July 6, 20205 yr Author 4 hours ago, itimpi said: This does not look too good: While reallocated sectors are not necessarily a problem as long as the numbers stays constant anything other that a small number is often a good indication that the drive's health may be suspect. You might want to run an extended SMART test on the drive to see how that goes. 3 hours ago, johnnie.black said: It passed the short test, you should run a long one, but if Seatools passed it should also pass, it did fail a long test before, so there were issues before. Thank you both for your reponse. I will re-run the extended SMART and SeaTools again just to make sure. The drive is still under warranty, but I can't create an RMA without the SeaTools log showing the problem.
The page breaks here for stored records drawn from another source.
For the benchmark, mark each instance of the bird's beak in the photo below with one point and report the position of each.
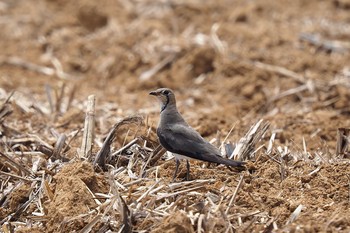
(153, 93)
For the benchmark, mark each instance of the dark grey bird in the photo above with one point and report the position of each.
(176, 136)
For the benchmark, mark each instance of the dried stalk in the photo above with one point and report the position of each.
(89, 127)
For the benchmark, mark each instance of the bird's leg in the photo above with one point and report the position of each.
(188, 170)
(176, 168)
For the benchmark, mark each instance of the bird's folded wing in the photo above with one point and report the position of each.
(186, 141)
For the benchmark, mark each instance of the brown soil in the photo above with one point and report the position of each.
(218, 61)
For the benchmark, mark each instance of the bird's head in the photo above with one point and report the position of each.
(165, 96)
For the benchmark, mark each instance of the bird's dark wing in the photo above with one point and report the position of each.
(184, 140)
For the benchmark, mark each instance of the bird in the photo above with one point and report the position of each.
(179, 138)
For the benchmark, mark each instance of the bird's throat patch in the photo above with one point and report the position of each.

July 6, 20205 yr Community Expert 1 hour ago, HAMANY said: The drive is still under warranty, but I can't create an RMA without the SeaTools log showing the problem With that many reallocated sectors I would expect them to accept a RMA regardless of the result of the Extended SMART test.
July 10, 20205 yr Author SMART extended self-test has completed without errors! I'm sure SeaTools would give me the same results same as before. Very weird. Logs attached. Appreciate your suggestions. @johnnie.black @itimpi tower-smart-20200711-0246.zip tower-diagnostics-20200711-0250.zip
July 11, 20205 yr For ZCT1BN14 disk, a weird thing happen, SMART clear previous error. I haven't look deep in previous diagnostics. But you got trouble on 3 Seagate disk. Many years ago, 3 of 4 ( same lot ) Seagate 3TB disk got problem less in 2 yrs, after that, I never buy Seagate again, mainly because other brand have good quality and low price source. Error 12 [11] log entry is empty Error 11 [10] log entry is empty Error 10 [9] log entry is empty Error 9 [8] log entry is empty Error 8 [7] log entry is empty Error 7 [6] log entry is empty Error 6 [5] log entry is empty Error 5 [4] log entry is empty Edited July 11, 20205 yr by Benson
July 11, 20205 yr Community Expert 6 hours ago, HAMANY said: SMART extended self-test has completed without errors! That means disk is fine for now, just keep an eye on it.
Archived
This topic is now archived and is closed to further replies.